I recently learned that I’ve spent a large portion of my life being afraid. Afraid of what specifically? Almost everything. It may sound crazy, especially to people who know me well/best…as they often think I’m fearless and strong. While I now recognize both those components are characteristics of my fierce inner/adaptive child self…I can admit finally that as an adult, fear was puppeteering much of my life. It was dictating so much of my story, that the air was becoming dangerously thin. It’s been exhausting, in a way that I had normalized. It’s been disconnecting in a way I’m no longer willing to accept for myself; keeping me separate. I’m no longer afraid to admit I believe in monsters…nor that the scariest ones have been my own.
It’s a humbling thing to face yourself…has for me, felt even terrifying. Only what I learned was the act of doing so, was the first step to becoming free. I’m not afraid anymore. Instead, I introduced myself again to the monsters I’d stuffed in the closet of my memories. I’ve asked them to leave, and realized that although I let them take up residence inside of me…some weren’t ever even mine-they just knew how big of a closet I had & that I always made space for them.

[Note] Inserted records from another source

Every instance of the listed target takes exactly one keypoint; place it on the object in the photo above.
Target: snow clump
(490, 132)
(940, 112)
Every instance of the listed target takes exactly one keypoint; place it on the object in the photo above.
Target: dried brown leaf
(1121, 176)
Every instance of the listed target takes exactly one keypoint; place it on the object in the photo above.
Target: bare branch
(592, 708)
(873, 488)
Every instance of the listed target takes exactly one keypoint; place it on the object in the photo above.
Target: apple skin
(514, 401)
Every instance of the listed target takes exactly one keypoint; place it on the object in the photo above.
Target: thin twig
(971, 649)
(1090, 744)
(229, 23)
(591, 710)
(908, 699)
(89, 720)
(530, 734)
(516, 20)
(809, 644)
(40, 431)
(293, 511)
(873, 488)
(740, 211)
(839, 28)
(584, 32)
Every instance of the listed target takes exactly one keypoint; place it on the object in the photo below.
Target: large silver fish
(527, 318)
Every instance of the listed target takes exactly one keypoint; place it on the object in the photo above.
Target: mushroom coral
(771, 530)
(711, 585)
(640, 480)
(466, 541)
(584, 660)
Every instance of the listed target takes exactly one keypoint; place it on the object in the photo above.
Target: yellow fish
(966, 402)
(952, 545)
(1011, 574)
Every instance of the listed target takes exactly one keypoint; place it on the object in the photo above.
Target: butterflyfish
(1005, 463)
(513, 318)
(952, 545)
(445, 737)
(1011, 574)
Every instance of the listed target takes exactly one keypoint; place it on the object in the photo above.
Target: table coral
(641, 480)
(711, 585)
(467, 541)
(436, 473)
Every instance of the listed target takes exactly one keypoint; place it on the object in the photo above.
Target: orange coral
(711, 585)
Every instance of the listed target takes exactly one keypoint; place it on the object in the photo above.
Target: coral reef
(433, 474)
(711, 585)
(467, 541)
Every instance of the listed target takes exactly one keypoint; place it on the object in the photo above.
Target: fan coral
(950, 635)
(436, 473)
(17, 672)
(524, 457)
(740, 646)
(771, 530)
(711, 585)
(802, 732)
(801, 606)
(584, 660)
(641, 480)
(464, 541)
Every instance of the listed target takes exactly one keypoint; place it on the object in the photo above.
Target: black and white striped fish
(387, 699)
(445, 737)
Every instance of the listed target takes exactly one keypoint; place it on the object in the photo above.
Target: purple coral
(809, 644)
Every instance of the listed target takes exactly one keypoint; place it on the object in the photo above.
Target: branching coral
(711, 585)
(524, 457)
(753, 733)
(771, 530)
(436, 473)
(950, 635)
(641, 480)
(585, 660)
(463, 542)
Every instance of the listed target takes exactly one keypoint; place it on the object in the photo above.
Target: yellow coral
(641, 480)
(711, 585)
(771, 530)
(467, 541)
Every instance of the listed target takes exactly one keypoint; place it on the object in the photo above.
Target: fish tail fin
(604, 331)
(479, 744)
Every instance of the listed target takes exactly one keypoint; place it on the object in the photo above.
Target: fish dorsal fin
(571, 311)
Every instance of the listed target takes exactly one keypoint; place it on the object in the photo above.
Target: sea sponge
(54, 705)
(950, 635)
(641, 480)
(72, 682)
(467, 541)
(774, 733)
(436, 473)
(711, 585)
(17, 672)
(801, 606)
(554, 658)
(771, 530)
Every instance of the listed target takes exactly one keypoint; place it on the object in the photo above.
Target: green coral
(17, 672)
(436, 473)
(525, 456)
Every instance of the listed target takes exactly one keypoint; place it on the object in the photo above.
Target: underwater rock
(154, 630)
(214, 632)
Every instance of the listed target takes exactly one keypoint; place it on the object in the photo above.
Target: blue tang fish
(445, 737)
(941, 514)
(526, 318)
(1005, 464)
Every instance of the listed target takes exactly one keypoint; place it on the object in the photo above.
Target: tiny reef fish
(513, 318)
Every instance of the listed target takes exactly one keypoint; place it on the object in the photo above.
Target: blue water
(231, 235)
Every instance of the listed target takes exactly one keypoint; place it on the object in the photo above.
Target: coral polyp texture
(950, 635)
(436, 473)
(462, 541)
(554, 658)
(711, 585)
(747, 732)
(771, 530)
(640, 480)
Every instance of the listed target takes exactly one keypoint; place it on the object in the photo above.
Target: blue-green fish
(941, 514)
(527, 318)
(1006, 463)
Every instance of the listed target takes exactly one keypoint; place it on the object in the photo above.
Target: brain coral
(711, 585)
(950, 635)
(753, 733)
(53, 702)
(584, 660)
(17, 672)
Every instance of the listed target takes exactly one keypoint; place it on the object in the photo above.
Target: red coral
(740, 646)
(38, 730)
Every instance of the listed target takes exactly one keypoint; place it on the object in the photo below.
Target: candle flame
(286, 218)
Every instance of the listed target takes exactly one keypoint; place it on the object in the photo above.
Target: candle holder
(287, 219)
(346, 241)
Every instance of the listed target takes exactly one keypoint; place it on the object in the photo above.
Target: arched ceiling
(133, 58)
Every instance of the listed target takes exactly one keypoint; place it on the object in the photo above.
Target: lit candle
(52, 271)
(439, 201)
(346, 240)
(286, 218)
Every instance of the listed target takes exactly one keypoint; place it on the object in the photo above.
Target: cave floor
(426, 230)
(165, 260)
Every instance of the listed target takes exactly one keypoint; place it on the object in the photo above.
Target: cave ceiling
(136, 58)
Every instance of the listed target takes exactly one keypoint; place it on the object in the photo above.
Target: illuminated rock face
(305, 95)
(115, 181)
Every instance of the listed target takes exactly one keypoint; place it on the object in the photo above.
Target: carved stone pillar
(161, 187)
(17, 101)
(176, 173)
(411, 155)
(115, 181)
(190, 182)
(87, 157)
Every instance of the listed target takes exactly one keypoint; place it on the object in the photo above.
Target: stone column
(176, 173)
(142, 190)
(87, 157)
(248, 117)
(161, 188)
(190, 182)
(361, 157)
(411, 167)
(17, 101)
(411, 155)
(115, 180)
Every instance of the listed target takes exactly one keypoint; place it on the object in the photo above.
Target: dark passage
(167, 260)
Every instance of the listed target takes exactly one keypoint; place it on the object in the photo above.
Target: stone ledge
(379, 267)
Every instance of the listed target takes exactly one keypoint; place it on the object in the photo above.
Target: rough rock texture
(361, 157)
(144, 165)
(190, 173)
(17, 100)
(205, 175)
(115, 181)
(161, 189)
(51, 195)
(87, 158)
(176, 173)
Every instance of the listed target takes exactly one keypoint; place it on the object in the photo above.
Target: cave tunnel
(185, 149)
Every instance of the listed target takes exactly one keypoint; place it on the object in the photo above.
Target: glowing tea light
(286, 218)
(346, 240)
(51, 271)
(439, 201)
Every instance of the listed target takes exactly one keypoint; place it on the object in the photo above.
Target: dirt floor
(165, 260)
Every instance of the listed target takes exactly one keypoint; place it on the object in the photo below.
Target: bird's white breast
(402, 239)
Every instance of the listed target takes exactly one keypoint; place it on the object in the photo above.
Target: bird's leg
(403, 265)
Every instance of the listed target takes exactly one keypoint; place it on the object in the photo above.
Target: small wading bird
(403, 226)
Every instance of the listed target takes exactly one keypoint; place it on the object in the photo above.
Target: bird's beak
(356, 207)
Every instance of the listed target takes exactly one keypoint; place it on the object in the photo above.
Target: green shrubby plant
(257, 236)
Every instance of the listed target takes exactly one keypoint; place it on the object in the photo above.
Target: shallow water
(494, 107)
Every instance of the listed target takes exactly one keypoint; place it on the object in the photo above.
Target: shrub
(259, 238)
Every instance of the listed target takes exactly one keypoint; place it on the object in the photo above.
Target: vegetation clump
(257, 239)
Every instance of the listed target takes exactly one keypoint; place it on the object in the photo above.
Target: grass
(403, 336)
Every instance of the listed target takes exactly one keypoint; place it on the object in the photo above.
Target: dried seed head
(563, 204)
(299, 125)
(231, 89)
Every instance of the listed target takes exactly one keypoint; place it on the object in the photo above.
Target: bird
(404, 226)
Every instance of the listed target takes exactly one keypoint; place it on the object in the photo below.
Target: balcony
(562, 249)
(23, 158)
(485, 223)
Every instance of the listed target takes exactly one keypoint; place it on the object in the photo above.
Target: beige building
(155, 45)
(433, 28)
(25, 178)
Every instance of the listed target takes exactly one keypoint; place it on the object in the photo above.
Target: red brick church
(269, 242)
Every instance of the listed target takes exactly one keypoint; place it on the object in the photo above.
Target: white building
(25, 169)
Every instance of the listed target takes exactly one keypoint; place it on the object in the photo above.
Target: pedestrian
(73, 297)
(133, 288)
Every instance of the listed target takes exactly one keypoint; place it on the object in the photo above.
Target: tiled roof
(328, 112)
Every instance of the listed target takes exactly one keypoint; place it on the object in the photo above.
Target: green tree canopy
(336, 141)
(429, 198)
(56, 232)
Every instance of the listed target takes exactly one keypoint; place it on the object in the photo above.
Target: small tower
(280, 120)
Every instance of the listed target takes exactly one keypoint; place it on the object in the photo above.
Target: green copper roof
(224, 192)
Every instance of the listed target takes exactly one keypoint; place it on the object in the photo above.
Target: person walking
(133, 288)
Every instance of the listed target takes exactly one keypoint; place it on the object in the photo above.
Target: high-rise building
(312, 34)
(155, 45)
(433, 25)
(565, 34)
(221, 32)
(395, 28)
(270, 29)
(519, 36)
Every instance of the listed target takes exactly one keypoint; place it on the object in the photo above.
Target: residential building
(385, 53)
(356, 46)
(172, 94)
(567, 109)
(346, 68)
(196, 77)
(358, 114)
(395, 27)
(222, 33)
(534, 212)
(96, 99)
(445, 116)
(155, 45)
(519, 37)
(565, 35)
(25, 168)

My soul felt a peace as I evicted, one by one, the fears and monsters I’d padlocked inside myself as a child. I inhaled more deeply than I ever physically could before. I exhale, and a smile of gratitude and freedom literally falls out of me. For the first time, I am free from the fear that I exchanged for life. I am deeply grateful today, and give myself grace for the lifetime I’ve spent accepting the monsters of my fear over faith, love, grace…and living.